The countdown until election day is on and voters like Marianne Heck say people can't underestimate the power of local races. "There's been elections where one vote has made the difference so they need to get out and vote."
Experts say local elections don't typically draw the same energy of presidential races, but Dr. Joe Morris, Political Science Department Chair at Mercyhurst University tells us it should be the other way around. "What goes on in city governments and county governments impacts their life far more on a day-to-day basis, far more than what goes on in Washington, DC."
The county clerk tells us in presidential election years, they usually see about 70% voter turn out, wherein local elections it's often more like 30%. Doug Smith, Erie County Clerk, tells us, "Local elections really do matter in the scheme of things; more so than in a lot of ways a president or a senator or a representative."
He says those offices matter, but might not be as integral in the community as we think. "Those are the folks who you know make the broad policies, but the micro policies are the ones that come from these smaller groups."

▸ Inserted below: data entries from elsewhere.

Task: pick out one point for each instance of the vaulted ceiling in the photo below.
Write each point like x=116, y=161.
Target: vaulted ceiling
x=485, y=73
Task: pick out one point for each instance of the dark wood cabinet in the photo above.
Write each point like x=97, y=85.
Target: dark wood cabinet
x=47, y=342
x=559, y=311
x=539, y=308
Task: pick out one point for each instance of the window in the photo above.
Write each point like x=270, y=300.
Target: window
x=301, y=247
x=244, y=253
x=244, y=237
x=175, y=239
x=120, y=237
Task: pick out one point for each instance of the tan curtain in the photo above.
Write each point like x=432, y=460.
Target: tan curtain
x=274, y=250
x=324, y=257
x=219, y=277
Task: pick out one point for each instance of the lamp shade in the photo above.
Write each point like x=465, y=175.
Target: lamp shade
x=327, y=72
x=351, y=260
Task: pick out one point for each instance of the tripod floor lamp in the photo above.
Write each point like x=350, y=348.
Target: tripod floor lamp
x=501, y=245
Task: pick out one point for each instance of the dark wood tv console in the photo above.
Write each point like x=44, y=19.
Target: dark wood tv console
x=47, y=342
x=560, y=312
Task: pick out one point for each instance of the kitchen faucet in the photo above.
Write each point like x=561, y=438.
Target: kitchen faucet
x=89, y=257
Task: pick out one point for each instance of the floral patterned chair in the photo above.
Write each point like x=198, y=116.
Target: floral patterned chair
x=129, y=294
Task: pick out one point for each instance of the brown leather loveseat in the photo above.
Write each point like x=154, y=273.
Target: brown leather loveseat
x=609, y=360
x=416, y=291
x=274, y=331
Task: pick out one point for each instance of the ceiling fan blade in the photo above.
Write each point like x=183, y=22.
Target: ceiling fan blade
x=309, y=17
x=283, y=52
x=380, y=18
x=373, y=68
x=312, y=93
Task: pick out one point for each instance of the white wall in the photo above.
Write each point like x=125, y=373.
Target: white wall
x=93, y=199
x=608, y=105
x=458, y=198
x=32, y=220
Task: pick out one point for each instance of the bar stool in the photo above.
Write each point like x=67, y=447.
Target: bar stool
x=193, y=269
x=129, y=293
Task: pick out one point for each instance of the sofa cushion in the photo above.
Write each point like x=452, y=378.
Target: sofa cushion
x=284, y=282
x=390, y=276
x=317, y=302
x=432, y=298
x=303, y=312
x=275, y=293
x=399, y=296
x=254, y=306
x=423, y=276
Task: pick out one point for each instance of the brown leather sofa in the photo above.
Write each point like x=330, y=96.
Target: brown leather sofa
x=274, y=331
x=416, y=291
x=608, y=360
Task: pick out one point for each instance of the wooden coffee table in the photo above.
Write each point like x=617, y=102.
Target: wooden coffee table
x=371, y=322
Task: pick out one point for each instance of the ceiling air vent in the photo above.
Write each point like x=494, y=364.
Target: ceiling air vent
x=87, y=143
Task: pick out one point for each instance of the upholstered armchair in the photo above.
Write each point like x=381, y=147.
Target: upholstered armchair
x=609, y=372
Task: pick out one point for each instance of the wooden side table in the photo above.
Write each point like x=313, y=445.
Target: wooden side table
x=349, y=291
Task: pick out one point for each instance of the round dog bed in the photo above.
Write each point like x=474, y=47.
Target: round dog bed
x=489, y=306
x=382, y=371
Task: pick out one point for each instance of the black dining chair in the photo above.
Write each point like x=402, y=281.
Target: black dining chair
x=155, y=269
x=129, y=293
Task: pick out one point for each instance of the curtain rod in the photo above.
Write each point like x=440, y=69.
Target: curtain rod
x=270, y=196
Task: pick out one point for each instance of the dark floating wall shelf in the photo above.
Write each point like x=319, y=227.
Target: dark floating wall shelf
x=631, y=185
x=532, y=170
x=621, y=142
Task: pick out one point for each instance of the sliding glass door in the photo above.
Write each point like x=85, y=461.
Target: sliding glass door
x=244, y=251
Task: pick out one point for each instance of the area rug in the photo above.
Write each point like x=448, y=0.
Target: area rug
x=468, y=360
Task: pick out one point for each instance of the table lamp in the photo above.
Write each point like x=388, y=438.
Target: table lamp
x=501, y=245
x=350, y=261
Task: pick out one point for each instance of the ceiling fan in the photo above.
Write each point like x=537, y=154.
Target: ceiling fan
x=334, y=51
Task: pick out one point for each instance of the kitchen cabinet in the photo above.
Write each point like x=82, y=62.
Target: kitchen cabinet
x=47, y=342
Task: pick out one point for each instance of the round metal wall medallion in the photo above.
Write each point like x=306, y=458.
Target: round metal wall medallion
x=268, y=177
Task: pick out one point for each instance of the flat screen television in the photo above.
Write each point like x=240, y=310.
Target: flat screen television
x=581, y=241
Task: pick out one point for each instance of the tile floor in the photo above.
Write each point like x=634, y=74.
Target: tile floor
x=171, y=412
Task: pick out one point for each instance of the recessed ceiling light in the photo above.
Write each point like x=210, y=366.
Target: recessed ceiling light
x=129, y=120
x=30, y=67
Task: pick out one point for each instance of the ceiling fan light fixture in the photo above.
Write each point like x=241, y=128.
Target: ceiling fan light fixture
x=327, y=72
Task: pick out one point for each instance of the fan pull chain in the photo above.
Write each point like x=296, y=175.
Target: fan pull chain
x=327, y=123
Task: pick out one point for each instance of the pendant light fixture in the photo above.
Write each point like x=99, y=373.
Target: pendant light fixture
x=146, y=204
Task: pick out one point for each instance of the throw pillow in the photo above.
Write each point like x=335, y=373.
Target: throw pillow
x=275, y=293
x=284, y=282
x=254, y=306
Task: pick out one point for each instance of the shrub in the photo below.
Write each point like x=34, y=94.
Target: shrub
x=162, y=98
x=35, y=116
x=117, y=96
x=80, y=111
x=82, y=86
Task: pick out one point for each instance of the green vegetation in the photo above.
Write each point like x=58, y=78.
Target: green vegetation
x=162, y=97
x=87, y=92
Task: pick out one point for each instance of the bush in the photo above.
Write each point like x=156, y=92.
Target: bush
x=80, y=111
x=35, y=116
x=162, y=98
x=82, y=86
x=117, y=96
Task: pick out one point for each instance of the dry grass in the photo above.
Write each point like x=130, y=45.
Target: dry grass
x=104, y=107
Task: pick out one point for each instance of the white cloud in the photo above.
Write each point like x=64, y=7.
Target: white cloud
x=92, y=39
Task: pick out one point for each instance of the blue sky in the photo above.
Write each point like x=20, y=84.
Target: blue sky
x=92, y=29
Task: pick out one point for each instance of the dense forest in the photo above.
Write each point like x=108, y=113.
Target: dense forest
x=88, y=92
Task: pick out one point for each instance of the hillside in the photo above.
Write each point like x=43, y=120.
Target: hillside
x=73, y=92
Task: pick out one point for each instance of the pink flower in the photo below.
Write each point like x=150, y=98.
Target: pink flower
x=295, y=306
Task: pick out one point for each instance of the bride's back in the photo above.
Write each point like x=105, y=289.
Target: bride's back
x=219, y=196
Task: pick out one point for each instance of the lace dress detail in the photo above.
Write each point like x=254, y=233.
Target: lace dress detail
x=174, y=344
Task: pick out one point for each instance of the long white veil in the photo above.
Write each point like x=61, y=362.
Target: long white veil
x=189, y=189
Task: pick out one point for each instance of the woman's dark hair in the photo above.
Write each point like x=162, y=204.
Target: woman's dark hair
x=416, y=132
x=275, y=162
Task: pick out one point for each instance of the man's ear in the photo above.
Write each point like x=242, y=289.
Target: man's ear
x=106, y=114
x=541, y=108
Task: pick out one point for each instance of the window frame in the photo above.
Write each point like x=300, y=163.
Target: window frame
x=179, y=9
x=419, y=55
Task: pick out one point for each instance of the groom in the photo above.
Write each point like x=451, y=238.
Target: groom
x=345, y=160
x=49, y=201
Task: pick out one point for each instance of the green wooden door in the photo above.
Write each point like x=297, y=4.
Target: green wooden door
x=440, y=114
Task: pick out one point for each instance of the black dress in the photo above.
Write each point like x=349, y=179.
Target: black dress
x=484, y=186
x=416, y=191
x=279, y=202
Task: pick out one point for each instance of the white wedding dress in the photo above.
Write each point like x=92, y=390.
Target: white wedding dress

And since the turn out is typically lower in local elections, experts say each ballot holds, even more, weight, with the deciding factor in many races coming down to just a few votes. Morris says, "If you're one of those people who believes their vote doesn't matter, let me assure you that you're absolutely wrong."
Smith also says this year may draw a different crowd than previous local election years, given the energy behind this year's mayoral race. But, in general, experts say using your right to vote is crucial to see change on a local, state and national level.